Chapter 17

363 136 21
                                    

Sana merasa ia seperti telah berlari bermil-mil jauhnya hingga napasnya terasa putus-putus. Ia pikir tidak ada waktu atau bahkan kesempatan lagi, maka dari itu ia bersikeras mengejarnya. Ia tahu, dengan mengambil jalan ini ia tidak mendapat apa pun. Stefan, si sialan itu. Baru hari ini Sana mendapati kabar jika dia pindah sekolah, semua serba mendadak. Beruntungnya, ia berdiri tepat di depan pagar besar rumah Stefan yang mana terdapat mobil Xpander Sport putih terparkir. Itu berarti, penghuni rumah ada di dalam. Sana bernapas lega, ia segera menekan bel beberapa kali hingga laki-laki yang dicarinya muncul. Stefan, dia terlihat melangkah menuju gerbang dan membukanya.

Pada awalnya, ia tidak begitu yakin.

"Lo mau pergi ke mana Stef?"

Ya, benar. Itu memang Sana.

Stefan menatapnya sejenak, kelihatan tengah memikirkan sesuatu. "Lo tunggu di sini bentar, gue mau ngambil sepeda. Kita bicara aja di luar, di rumah ada Bokap gue."

Laki-laki itu akhirnya kembali masuk, Sana hanya mengamatinya dari pagar sampai dia muncul dengan membawa sepeda. Tidak lantas mengerti pola pikir Stefan, Sana terus-terusan menatapnya tanpa berkedip.

"Heh!"

"Y-ya."

"Buruan naik."

Stefan mengisyaratkan demikian, karena mereka perlu bicara secara pribadi terlebih ia sendiri hampir tidak pernah membawa teman perempuan ke hadapan Ayahnya. Maka dari itu, ia membawa Sana ke taman kompleks tanpa peduli terik matahari. Dan ketika keduanya tiba di sana, Stefan tidak segera bicara hingga membuat Sana kian bingung. Ia tidak mengerti apa maunya.

"Stef."

"Bokap maksa gue pindah sekolah sekaligus tinggal di asrama supaya gue bisa fokus."

Hampir terdengar secara bersamaan.

"Fokus? Sama apa?"

"Fokus sama pendidikan." Ada jeda ketika Stefan berbicara. "Lo pasti tahu kalau nilai gue dari semester kemarin turun drastis? Bokap gue nggak suka itu."
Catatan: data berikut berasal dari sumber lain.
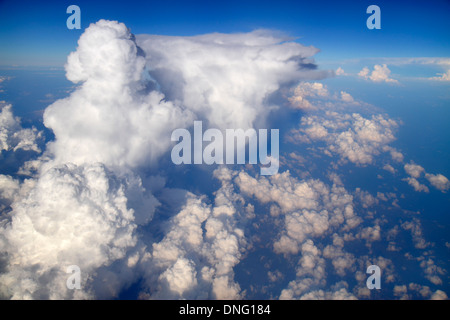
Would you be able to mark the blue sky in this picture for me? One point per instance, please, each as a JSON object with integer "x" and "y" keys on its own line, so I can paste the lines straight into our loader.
{"x": 35, "y": 33}
{"x": 86, "y": 176}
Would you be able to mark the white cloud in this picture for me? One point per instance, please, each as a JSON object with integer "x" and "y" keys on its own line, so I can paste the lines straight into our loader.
{"x": 442, "y": 76}
{"x": 307, "y": 206}
{"x": 305, "y": 91}
{"x": 380, "y": 73}
{"x": 438, "y": 181}
{"x": 414, "y": 170}
{"x": 227, "y": 78}
{"x": 353, "y": 137}
{"x": 13, "y": 136}
{"x": 72, "y": 216}
{"x": 415, "y": 227}
{"x": 439, "y": 295}
{"x": 196, "y": 257}
{"x": 416, "y": 185}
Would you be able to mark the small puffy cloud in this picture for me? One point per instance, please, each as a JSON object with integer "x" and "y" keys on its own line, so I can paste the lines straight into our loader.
{"x": 380, "y": 73}
{"x": 413, "y": 182}
{"x": 351, "y": 136}
{"x": 438, "y": 181}
{"x": 439, "y": 295}
{"x": 414, "y": 170}
{"x": 389, "y": 168}
{"x": 340, "y": 72}
{"x": 307, "y": 206}
{"x": 111, "y": 118}
{"x": 72, "y": 216}
{"x": 305, "y": 91}
{"x": 227, "y": 78}
{"x": 196, "y": 257}
{"x": 415, "y": 227}
{"x": 13, "y": 136}
{"x": 346, "y": 97}
{"x": 442, "y": 76}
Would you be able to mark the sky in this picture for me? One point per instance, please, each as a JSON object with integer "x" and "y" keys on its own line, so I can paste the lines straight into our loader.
{"x": 35, "y": 33}
{"x": 87, "y": 171}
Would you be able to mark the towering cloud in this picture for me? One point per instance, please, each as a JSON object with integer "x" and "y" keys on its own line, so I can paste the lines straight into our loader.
{"x": 228, "y": 78}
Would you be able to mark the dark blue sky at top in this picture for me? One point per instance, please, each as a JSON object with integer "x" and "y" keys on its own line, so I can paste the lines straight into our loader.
{"x": 35, "y": 32}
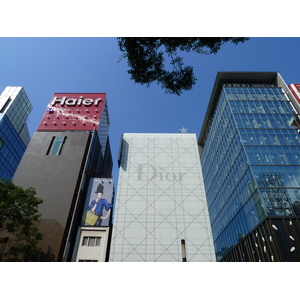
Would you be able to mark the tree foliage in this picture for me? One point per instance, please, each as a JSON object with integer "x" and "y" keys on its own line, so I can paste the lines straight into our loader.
{"x": 146, "y": 59}
{"x": 18, "y": 216}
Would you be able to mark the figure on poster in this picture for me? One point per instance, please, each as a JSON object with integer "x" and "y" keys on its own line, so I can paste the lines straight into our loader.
{"x": 97, "y": 206}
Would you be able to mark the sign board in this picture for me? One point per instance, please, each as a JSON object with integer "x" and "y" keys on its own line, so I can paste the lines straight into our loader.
{"x": 98, "y": 204}
{"x": 73, "y": 112}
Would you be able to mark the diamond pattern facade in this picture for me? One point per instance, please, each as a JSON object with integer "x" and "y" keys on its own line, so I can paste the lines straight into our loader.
{"x": 160, "y": 201}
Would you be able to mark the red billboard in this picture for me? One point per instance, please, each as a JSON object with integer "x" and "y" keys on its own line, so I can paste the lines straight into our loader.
{"x": 73, "y": 112}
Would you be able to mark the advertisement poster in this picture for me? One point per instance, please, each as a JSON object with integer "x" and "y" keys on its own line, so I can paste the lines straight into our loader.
{"x": 98, "y": 204}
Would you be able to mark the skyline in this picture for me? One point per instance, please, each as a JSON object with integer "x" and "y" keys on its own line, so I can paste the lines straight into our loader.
{"x": 44, "y": 66}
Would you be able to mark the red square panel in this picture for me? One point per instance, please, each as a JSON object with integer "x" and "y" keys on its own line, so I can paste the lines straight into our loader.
{"x": 73, "y": 112}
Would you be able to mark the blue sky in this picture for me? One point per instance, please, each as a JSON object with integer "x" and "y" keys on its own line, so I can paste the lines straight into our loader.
{"x": 44, "y": 66}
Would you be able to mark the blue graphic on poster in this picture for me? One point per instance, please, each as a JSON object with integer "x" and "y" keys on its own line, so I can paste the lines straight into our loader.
{"x": 98, "y": 204}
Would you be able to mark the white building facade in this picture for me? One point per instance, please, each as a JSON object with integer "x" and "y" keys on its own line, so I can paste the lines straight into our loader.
{"x": 161, "y": 201}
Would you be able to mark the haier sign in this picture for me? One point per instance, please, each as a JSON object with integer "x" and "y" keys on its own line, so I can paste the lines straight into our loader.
{"x": 75, "y": 101}
{"x": 73, "y": 112}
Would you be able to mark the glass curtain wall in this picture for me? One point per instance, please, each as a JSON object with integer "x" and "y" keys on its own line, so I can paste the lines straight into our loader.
{"x": 251, "y": 162}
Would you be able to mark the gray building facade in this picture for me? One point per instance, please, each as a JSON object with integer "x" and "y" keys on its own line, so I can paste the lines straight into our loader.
{"x": 59, "y": 163}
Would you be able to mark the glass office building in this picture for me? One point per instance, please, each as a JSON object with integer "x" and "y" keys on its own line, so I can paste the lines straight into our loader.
{"x": 250, "y": 156}
{"x": 161, "y": 212}
{"x": 70, "y": 146}
{"x": 15, "y": 108}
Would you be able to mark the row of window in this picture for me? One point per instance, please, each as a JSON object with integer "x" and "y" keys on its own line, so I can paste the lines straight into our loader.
{"x": 91, "y": 241}
{"x": 56, "y": 145}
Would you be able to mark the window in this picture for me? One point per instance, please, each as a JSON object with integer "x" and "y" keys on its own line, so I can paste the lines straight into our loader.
{"x": 91, "y": 241}
{"x": 87, "y": 260}
{"x": 56, "y": 145}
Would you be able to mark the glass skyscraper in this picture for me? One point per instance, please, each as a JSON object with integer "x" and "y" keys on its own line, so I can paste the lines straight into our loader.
{"x": 15, "y": 108}
{"x": 250, "y": 156}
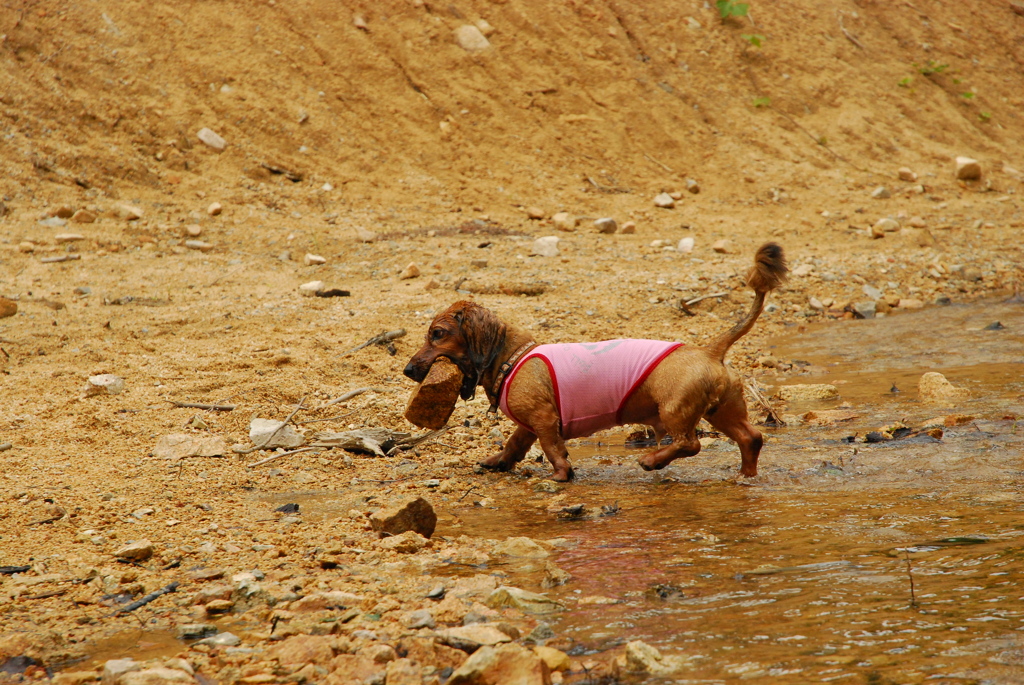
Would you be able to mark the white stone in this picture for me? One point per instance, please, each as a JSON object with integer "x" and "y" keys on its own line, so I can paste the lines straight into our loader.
{"x": 665, "y": 201}
{"x": 261, "y": 429}
{"x": 211, "y": 138}
{"x": 546, "y": 247}
{"x": 310, "y": 289}
{"x": 968, "y": 169}
{"x": 311, "y": 259}
{"x": 103, "y": 384}
{"x": 471, "y": 39}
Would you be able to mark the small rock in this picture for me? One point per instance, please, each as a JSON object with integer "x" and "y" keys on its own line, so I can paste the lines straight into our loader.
{"x": 83, "y": 216}
{"x": 182, "y": 445}
{"x": 968, "y": 169}
{"x": 261, "y": 429}
{"x": 311, "y": 288}
{"x": 365, "y": 236}
{"x": 7, "y": 307}
{"x": 404, "y": 514}
{"x": 406, "y": 543}
{"x": 103, "y": 384}
{"x": 312, "y": 260}
{"x": 420, "y": 618}
{"x": 807, "y": 392}
{"x": 471, "y": 38}
{"x": 564, "y": 221}
{"x": 211, "y": 138}
{"x": 887, "y": 225}
{"x": 934, "y": 388}
{"x": 221, "y": 640}
{"x": 139, "y": 550}
{"x": 665, "y": 201}
{"x": 529, "y": 602}
{"x": 546, "y": 247}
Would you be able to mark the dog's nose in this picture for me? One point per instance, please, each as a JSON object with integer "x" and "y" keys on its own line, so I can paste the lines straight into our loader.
{"x": 411, "y": 372}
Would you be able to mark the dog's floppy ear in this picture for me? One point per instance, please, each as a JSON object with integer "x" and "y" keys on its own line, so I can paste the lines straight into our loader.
{"x": 484, "y": 334}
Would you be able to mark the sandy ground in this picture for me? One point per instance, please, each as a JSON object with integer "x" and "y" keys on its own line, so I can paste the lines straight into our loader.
{"x": 411, "y": 150}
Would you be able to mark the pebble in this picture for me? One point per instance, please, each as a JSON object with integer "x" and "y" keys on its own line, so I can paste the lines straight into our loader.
{"x": 665, "y": 201}
{"x": 906, "y": 174}
{"x": 471, "y": 38}
{"x": 7, "y": 307}
{"x": 311, "y": 288}
{"x": 211, "y": 138}
{"x": 139, "y": 550}
{"x": 103, "y": 384}
{"x": 968, "y": 169}
{"x": 564, "y": 221}
{"x": 261, "y": 429}
{"x": 546, "y": 247}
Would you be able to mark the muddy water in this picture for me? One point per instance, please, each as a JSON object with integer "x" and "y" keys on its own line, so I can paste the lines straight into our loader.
{"x": 892, "y": 562}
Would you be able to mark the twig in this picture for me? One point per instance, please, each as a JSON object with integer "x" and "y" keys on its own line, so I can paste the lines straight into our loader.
{"x": 272, "y": 435}
{"x": 382, "y": 338}
{"x": 913, "y": 598}
{"x": 664, "y": 166}
{"x": 850, "y": 37}
{"x": 199, "y": 405}
{"x": 145, "y": 600}
{"x": 340, "y": 416}
{"x": 284, "y": 454}
{"x": 351, "y": 393}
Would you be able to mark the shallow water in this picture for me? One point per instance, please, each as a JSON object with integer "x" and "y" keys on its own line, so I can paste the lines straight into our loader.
{"x": 804, "y": 573}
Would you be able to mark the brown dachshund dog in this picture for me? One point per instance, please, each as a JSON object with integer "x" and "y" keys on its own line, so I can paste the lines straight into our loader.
{"x": 688, "y": 384}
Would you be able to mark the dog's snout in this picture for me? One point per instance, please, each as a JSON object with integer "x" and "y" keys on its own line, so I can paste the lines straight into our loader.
{"x": 413, "y": 373}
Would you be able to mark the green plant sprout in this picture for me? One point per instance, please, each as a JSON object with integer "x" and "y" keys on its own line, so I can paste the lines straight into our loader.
{"x": 727, "y": 8}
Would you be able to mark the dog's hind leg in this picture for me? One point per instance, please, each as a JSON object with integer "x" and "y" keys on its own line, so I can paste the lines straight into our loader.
{"x": 682, "y": 427}
{"x": 730, "y": 418}
{"x": 515, "y": 450}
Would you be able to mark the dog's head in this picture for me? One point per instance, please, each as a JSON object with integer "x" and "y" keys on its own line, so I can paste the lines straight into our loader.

Selama ini Sana hanya mendengar informasi tentang Ayah Stefan, dia orangtua yang disiplin dan ingin putranya berhasil dalam segala hal terutama soal pendidikan. Tapi, memaksa Stefan pindah sekolah hanya karena nilainya menurun bukankah hal berlebihan? Sana tidak mengerti, ia orang luar yang mana tidak bisa ikut campur.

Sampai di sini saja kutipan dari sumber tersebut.